Dernek içinde hiç kuşkusuz birikimli ve inançlı kadrolar var. Yeni dönem için sorumluluk alacak arkadaşlarımızı bu kadrolardan belirleme kararlılığındayız. ADD’yi ayakta tutan ve sürükleyenin, işini iyi bilen, deneyimli kadroları olduğunun bilincindeyiz. 

Önümüzdeki süreçte yüz yüze görüşme yapılmadık şube bırakmamayı hedefliyoruz. 55 bin etkin üye ve 326 şubemizle Kemalizm bayrağını taşıyacağız.

Amacımız, değerleri tasfiye edilmek istenen Cumhuriyeti yeniden altı ok temelinde yükseltmek ve yeniden örgütlemektir.”

Uzun yıllar CHP Gençlik Kolları Başkanlığı da yapmış olan Ayhan Yalçınkaya, beraberliği ve bütüncülüğü sağlayacak bir genel kurul yapılmasından yana.

“Her Atatürkçü bizim için değerlidir” diyor.

Yalçınkaya’nın ve tüm Atatürkçülerin yolu açık olsun...

NORMALİN ANORMALİ

Avrupa Birliği Adalet Divanı’nın, işverenin işyerinde “siyasi, dini ya da dünya görüşünü yansıtan” ve dışarıdan açıkça görülebilir sembolleri belli koşullar altında yasaklayabileceğine hükmeden kararına, TBMM Başkanı Mustafa Şentop, şu gerekçeyle karşı çıktı: 

“Divan, verdiği kararda işverenin tarafsızlığı argümanına dayanırken, kendisinin tespit ettiği bir durumun yani ‘başı açık olma hali’nin ‘normal’, başı örtülü olma halinin ise ‘normal dışı’ olduğu kabulünden hareket etmektedir.

Adalet Divanı’nın ‘normal’i, sadece belli bir inancın ve kültürel kabulün, seküler bir hayat tarzının normalidir.”

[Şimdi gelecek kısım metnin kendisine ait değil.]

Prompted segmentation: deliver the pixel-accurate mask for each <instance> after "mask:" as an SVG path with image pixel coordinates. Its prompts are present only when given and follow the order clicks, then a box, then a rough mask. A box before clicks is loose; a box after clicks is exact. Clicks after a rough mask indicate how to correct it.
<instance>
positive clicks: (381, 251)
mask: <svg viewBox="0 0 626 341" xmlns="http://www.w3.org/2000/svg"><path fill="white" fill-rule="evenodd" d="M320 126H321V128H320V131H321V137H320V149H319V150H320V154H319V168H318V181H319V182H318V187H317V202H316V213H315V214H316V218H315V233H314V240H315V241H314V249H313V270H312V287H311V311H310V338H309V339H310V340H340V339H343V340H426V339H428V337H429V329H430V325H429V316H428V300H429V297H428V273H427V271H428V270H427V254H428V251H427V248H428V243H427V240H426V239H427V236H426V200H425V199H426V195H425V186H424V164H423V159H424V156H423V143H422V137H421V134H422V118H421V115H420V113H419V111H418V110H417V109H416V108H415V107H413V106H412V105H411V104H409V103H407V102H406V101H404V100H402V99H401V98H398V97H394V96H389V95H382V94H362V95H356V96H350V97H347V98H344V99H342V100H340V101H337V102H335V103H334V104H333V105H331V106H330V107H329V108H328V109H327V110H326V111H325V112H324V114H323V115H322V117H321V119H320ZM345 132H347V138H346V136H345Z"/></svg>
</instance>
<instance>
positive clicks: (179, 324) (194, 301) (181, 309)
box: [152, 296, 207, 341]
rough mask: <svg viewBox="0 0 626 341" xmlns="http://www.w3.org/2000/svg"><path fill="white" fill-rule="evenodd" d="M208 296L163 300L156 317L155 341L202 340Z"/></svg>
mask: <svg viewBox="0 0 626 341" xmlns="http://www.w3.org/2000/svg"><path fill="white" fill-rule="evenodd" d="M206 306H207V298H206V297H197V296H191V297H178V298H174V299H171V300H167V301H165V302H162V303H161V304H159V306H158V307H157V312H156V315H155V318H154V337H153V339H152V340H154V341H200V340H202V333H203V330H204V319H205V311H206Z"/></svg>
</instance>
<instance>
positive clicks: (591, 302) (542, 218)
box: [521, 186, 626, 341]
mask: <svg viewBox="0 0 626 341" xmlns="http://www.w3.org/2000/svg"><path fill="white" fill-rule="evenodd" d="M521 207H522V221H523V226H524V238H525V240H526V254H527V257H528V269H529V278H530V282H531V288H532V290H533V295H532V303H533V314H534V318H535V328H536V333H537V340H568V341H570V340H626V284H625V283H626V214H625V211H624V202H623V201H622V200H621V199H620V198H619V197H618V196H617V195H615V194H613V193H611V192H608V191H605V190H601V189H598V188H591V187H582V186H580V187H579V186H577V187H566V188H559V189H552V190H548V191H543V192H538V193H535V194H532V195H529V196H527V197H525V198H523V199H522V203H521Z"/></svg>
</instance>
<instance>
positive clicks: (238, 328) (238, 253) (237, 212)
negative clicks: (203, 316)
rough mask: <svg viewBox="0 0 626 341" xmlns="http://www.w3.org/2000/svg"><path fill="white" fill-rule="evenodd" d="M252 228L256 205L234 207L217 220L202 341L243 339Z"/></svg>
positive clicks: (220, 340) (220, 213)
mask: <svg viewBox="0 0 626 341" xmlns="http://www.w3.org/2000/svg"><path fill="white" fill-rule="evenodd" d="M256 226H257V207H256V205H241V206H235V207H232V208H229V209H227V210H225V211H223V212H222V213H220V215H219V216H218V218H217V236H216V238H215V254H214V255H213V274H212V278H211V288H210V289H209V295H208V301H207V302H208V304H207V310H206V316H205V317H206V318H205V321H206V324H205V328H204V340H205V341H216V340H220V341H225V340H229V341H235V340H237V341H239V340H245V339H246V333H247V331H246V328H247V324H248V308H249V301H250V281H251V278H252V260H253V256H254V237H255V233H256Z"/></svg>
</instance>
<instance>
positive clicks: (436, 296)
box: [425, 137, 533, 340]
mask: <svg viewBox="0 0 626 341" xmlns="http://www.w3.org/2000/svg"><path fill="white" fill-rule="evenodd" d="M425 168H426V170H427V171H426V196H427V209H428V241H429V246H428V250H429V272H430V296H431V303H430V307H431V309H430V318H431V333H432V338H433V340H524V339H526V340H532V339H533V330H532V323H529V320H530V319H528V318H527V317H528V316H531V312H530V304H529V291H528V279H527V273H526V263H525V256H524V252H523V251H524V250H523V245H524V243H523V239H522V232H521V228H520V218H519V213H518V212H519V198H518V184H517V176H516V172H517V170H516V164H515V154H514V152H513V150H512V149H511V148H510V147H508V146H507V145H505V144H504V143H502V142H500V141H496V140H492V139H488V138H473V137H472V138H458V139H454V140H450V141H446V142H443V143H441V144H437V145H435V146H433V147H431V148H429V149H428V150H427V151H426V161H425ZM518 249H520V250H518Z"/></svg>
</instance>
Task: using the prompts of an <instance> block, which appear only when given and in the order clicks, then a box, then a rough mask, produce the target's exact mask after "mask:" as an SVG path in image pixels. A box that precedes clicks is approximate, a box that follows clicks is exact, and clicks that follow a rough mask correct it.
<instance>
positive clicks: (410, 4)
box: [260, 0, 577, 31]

Şentop, bu açıklamasıyla Adalet Divanı’nın kararını Avrupa Birliği’nin laik, seküler hukukuna dayanarak verdiğini kabul ediyor, ancak  “Müslümanlar bakımından normal olan farklıdır” diyerek bir ayrıma gidiyor ve bir anlamda “Müslüman kadının kapanması gerekliliği”ni “normal” kabul ediyor.

Oysa, Avrupa Adalet Divanı’nın kararında, işverenin koyduğu yasağın tüm dinler için geçerli olmasının önemi de vurgulanmış. Yani, karara göre türbanın yanı sıra, örneğin, Hıristiyan’ın haç kolyesi ya da Yahudi’nin kipası da aynı kapsama giriyor.

Aslına bakarsanız, “anormal” olan, laik bir anayasaya sahip Türkiye’de iktidara egemen olan siyasal dinciliğin, dinsel olduğunu ileri sürdüğü ve kadınlara dayattığı yasaklar...

Kendisini Taliban ile bir tutan yönetimin, bir sonraki aşaması, kadınlarımızı burkaya sokma niyetidir.